Modalities were hallucinated (i.e., did not appear as part of any recommended treatment) in 13/104 (12.5%) outputs. These were primarily recommendations for localized treatment for advanced disease, and for targeted therapy or immunotherapy.
DISCUSSION
One-third of ChatGPT treatment recommendations were at least partially non-concordant with NCCN guidelines, and recommendations varied based on how the question was posed. The disagreement among annotators’ scores highlights the ambiguities and challenges of interpreting generative LLM output—another source of treatment confusion. More work is needed before these methods can be considered for medical question-answering, where both reliability and robustness are critical.
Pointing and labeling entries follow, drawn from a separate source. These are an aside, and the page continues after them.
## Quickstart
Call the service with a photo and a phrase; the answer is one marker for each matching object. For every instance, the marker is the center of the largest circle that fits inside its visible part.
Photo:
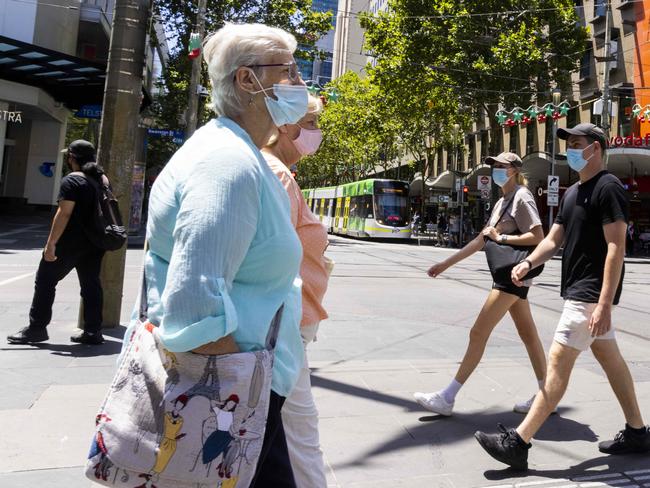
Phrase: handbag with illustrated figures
(181, 420)
(502, 258)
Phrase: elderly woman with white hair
(223, 255)
(299, 413)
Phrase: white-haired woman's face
(309, 121)
(280, 68)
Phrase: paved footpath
(391, 331)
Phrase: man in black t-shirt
(591, 224)
(69, 248)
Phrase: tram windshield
(391, 203)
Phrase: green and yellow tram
(368, 209)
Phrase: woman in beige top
(299, 413)
(519, 225)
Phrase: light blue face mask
(575, 159)
(291, 103)
(500, 176)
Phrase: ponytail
(521, 179)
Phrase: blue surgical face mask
(500, 176)
(291, 103)
(575, 159)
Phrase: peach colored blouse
(313, 237)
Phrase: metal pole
(606, 114)
(191, 119)
(119, 129)
(550, 208)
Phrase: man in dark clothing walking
(591, 224)
(68, 248)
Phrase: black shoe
(92, 338)
(506, 447)
(28, 335)
(627, 441)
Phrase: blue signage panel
(89, 112)
(178, 136)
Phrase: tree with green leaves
(480, 52)
(359, 134)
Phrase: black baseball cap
(585, 129)
(505, 158)
(81, 150)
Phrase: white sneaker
(434, 402)
(524, 407)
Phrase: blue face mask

LLMs have been found to achieve a passing grade on the USMLE licensing exam,4 encode clinical knowledge5, and provide diagnoses better than laypeople.6 However, ChatGPT did not perform well at providing cancer treatment recommendations. Concerningly, ChatGPT was most likely to provide incorrect recommendations amongst correct recommendations, an insidious error mode difficult even for experts to detect.
Although this study evaluates a single model at a snapshot in time, it provides insight into areas of concern and future research needs. ChatGPT does not purport to be a medical device, and need not be held to such standards. However, patients and their families will likely use such technologies in their self-education, and this will impact shared decision-making and the patient-clinician relationship.2 Developers should have some responsibility to distribute technologies that do not cause harm, and patients and clinicians need to be aware of the limitations of these technologies.
Data Availability
All data produced are available online at https://github.com/AIM-Harvard/ChatGPT_NCCN
Disclosures
DSB: Associate Editor of Radiation Oncology, HemOnc.org (no financial compensation, unrelated to this work); Funding from American Association for Cancer Research (unrelated to this work).
Funding
The authors thank the Woods Foundation for their generous support of this work.